Schoolscience promotes aerosols as educational tool

Written on: December 5, 2014 by SprayTM

Schoolscience, the website for school students and science teachers in the UK, has recently featured on the Association for Science Education website an article promoting its new interactive resource on the physics and engineering that go into making aerosols.

schoolscience

Nick Swift, author of the article and Editor for Schoolscience, wrote: “It turns out that aerosols make an excellent case study for the gas laws, heating effect of electric current, pressure units, vapour pressure, absolute temperature, volatility, ideal gases and the hard-to-grasp ideas of liquids that boil well below zero degrees Celsius”.

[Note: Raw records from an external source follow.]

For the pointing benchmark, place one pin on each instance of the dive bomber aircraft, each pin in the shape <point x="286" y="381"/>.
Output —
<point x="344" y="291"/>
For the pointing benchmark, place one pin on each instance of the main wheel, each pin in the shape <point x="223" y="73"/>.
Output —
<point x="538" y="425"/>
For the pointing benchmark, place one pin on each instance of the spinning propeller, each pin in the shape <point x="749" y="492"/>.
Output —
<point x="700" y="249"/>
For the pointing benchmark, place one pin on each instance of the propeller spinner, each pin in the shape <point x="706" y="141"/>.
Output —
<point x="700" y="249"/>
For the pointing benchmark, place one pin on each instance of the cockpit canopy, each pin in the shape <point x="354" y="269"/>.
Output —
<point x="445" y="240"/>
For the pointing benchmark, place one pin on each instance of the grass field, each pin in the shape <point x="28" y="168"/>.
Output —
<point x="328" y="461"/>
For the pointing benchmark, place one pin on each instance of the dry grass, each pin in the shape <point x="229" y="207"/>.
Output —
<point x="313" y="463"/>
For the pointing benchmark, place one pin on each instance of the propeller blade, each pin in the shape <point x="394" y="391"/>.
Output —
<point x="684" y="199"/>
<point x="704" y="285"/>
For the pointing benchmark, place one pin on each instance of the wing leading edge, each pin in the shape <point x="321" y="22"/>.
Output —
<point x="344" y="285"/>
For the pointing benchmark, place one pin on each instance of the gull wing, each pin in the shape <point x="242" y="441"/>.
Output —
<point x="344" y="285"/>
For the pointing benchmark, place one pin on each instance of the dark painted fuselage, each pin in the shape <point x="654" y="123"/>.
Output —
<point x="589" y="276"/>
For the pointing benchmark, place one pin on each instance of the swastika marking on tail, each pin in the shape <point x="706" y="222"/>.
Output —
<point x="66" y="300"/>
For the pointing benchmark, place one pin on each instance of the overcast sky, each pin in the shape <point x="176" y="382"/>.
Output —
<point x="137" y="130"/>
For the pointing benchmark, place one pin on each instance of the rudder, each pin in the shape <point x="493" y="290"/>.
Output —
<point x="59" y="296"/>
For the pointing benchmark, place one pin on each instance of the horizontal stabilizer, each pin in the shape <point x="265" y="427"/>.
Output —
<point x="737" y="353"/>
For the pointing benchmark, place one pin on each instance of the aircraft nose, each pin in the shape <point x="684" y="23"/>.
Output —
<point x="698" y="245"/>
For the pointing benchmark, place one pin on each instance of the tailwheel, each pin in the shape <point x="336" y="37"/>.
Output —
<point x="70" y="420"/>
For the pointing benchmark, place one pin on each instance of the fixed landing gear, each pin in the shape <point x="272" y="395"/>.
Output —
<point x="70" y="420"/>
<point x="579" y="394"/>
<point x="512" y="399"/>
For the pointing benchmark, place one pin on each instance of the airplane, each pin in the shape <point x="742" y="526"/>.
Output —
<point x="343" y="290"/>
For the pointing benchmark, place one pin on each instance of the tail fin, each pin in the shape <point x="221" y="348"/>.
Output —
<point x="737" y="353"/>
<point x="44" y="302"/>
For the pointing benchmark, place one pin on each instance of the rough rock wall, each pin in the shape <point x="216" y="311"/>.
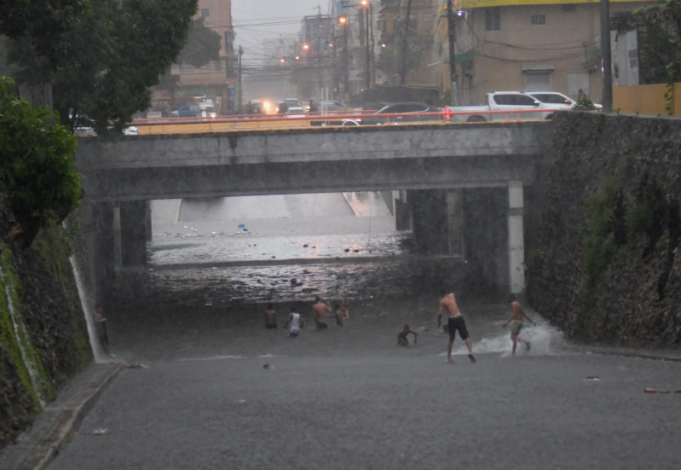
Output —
<point x="43" y="334"/>
<point x="603" y="230"/>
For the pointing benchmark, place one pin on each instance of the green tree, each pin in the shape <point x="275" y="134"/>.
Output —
<point x="113" y="54"/>
<point x="202" y="46"/>
<point x="659" y="27"/>
<point x="37" y="169"/>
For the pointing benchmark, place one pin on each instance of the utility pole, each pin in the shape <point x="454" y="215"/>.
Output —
<point x="607" y="87"/>
<point x="371" y="33"/>
<point x="453" y="65"/>
<point x="367" y="61"/>
<point x="346" y="71"/>
<point x="403" y="69"/>
<point x="239" y="78"/>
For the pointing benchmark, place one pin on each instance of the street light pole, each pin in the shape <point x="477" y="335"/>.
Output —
<point x="346" y="78"/>
<point x="453" y="64"/>
<point x="403" y="70"/>
<point x="239" y="78"/>
<point x="607" y="86"/>
<point x="366" y="4"/>
<point x="343" y="21"/>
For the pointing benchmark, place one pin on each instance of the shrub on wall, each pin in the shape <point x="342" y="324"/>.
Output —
<point x="37" y="168"/>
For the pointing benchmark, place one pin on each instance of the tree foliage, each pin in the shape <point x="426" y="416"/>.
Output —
<point x="659" y="27"/>
<point x="202" y="46"/>
<point x="113" y="54"/>
<point x="37" y="168"/>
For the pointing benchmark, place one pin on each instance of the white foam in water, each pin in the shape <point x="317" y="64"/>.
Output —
<point x="544" y="338"/>
<point x="212" y="358"/>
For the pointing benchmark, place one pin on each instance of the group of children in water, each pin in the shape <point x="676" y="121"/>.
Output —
<point x="447" y="304"/>
<point x="320" y="310"/>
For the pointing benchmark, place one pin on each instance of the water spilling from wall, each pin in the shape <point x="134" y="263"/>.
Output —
<point x="28" y="356"/>
<point x="89" y="312"/>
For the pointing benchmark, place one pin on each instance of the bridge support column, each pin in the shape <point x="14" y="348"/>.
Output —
<point x="517" y="275"/>
<point x="403" y="213"/>
<point x="455" y="214"/>
<point x="430" y="220"/>
<point x="133" y="231"/>
<point x="102" y="255"/>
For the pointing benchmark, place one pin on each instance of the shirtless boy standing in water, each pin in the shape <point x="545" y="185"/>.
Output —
<point x="517" y="322"/>
<point x="320" y="310"/>
<point x="455" y="323"/>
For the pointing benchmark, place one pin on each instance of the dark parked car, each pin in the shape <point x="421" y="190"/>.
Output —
<point x="406" y="112"/>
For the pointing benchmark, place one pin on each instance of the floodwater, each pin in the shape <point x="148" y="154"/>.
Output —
<point x="212" y="270"/>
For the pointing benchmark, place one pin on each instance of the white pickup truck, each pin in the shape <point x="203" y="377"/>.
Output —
<point x="502" y="106"/>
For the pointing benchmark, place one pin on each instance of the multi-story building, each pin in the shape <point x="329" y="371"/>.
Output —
<point x="525" y="45"/>
<point x="406" y="49"/>
<point x="217" y="80"/>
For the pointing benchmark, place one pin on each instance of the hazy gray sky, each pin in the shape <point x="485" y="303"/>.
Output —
<point x="255" y="20"/>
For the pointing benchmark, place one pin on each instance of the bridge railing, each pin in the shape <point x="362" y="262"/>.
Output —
<point x="156" y="126"/>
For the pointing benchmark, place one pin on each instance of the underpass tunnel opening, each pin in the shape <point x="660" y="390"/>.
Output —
<point x="256" y="249"/>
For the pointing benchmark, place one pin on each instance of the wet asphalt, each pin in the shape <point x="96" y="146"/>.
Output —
<point x="393" y="408"/>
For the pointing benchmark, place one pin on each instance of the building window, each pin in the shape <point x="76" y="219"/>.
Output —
<point x="538" y="81"/>
<point x="537" y="20"/>
<point x="492" y="19"/>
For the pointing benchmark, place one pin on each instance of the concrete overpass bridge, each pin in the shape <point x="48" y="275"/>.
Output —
<point x="433" y="165"/>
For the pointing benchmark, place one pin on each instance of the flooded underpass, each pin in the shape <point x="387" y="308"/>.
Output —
<point x="205" y="288"/>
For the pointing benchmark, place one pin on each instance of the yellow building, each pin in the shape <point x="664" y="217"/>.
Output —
<point x="525" y="45"/>
<point x="216" y="80"/>
<point x="423" y="22"/>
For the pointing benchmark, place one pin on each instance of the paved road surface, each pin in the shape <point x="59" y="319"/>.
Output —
<point x="391" y="408"/>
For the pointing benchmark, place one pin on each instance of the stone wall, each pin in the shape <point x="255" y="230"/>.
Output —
<point x="43" y="334"/>
<point x="603" y="230"/>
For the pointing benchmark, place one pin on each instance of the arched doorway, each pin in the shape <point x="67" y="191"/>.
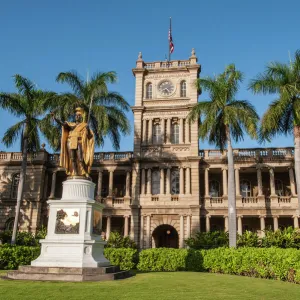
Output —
<point x="165" y="236"/>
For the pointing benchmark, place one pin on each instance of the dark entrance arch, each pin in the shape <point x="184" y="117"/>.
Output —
<point x="165" y="236"/>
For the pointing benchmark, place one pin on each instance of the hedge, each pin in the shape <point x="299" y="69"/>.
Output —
<point x="13" y="256"/>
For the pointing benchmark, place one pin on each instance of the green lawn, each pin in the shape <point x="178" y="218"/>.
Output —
<point x="177" y="285"/>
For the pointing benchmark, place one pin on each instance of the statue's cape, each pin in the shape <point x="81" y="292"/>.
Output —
<point x="88" y="142"/>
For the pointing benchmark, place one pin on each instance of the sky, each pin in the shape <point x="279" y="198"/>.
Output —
<point x="39" y="39"/>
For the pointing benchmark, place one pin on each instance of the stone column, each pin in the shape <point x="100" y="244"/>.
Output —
<point x="181" y="131"/>
<point x="188" y="226"/>
<point x="168" y="139"/>
<point x="296" y="221"/>
<point x="143" y="182"/>
<point x="162" y="181"/>
<point x="127" y="184"/>
<point x="259" y="181"/>
<point x="206" y="182"/>
<point x="188" y="180"/>
<point x="226" y="223"/>
<point x="126" y="225"/>
<point x="207" y="219"/>
<point x="225" y="182"/>
<point x="53" y="184"/>
<point x="111" y="183"/>
<point x="168" y="187"/>
<point x="240" y="225"/>
<point x="108" y="227"/>
<point x="272" y="182"/>
<point x="275" y="221"/>
<point x="149" y="191"/>
<point x="181" y="241"/>
<point x="292" y="181"/>
<point x="262" y="225"/>
<point x="187" y="132"/>
<point x="237" y="181"/>
<point x="181" y="181"/>
<point x="148" y="231"/>
<point x="150" y="126"/>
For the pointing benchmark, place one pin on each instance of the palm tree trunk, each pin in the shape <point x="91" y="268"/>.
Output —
<point x="297" y="162"/>
<point x="231" y="194"/>
<point x="20" y="186"/>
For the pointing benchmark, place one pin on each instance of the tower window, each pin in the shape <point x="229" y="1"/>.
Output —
<point x="149" y="91"/>
<point x="183" y="88"/>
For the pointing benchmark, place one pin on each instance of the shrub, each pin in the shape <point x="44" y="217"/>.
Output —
<point x="168" y="259"/>
<point x="126" y="258"/>
<point x="118" y="241"/>
<point x="13" y="256"/>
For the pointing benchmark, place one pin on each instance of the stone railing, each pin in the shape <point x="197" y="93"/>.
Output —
<point x="249" y="154"/>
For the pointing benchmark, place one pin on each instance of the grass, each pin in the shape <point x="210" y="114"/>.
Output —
<point x="158" y="286"/>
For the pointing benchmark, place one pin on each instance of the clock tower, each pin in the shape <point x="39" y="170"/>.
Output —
<point x="165" y="176"/>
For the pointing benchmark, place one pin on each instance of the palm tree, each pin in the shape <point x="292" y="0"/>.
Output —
<point x="225" y="119"/>
<point x="28" y="105"/>
<point x="283" y="114"/>
<point x="106" y="109"/>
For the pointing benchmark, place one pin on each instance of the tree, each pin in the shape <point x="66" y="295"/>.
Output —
<point x="225" y="119"/>
<point x="107" y="110"/>
<point x="28" y="105"/>
<point x="283" y="114"/>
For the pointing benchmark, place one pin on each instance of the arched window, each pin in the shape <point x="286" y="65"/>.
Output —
<point x="245" y="187"/>
<point x="175" y="182"/>
<point x="149" y="91"/>
<point x="175" y="133"/>
<point x="214" y="188"/>
<point x="183" y="88"/>
<point x="155" y="182"/>
<point x="14" y="186"/>
<point x="156" y="134"/>
<point x="279" y="187"/>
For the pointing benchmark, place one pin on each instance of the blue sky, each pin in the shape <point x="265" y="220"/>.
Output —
<point x="42" y="38"/>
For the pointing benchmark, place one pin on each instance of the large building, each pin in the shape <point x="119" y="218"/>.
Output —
<point x="167" y="188"/>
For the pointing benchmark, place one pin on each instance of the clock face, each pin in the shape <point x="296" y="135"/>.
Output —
<point x="166" y="88"/>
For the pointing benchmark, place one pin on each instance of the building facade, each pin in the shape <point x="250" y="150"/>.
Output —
<point x="167" y="188"/>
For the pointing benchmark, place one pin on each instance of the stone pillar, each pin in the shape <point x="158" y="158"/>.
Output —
<point x="168" y="185"/>
<point x="262" y="225"/>
<point x="127" y="184"/>
<point x="149" y="191"/>
<point x="240" y="225"/>
<point x="188" y="180"/>
<point x="207" y="219"/>
<point x="187" y="131"/>
<point x="259" y="182"/>
<point x="181" y="181"/>
<point x="237" y="182"/>
<point x="225" y="182"/>
<point x="275" y="221"/>
<point x="126" y="225"/>
<point x="272" y="182"/>
<point x="292" y="181"/>
<point x="111" y="183"/>
<point x="143" y="182"/>
<point x="53" y="184"/>
<point x="206" y="182"/>
<point x="162" y="181"/>
<point x="108" y="227"/>
<point x="168" y="139"/>
<point x="296" y="221"/>
<point x="181" y="241"/>
<point x="226" y="227"/>
<point x="148" y="235"/>
<point x="181" y="131"/>
<point x="188" y="226"/>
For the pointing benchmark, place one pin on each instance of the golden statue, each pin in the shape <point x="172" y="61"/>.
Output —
<point x="77" y="145"/>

The resource was created by Nick Swift with what he describes as ‘invaluable assistance from the British Aerosol Manufacturers’ Association (BAMA). He said: “BAMA gave me access to this fast-moving industry to learn first-hand how aerosols are developed and manufactured. It is a high speed precision engineering business that requires massive capital investment. It is important that young people appreciate how they work, that they can be recycled and that they show physics and chemistry in action.”

Amy Falvey, Communications Manager for BAMA, said: “The aerosol sector in the UK is a significant and successful industry. We are keen both to share the resources we have in helping school students better understand the science behind aerosol technology but also to encourage potential scientists to consider our industry as a possible career path”.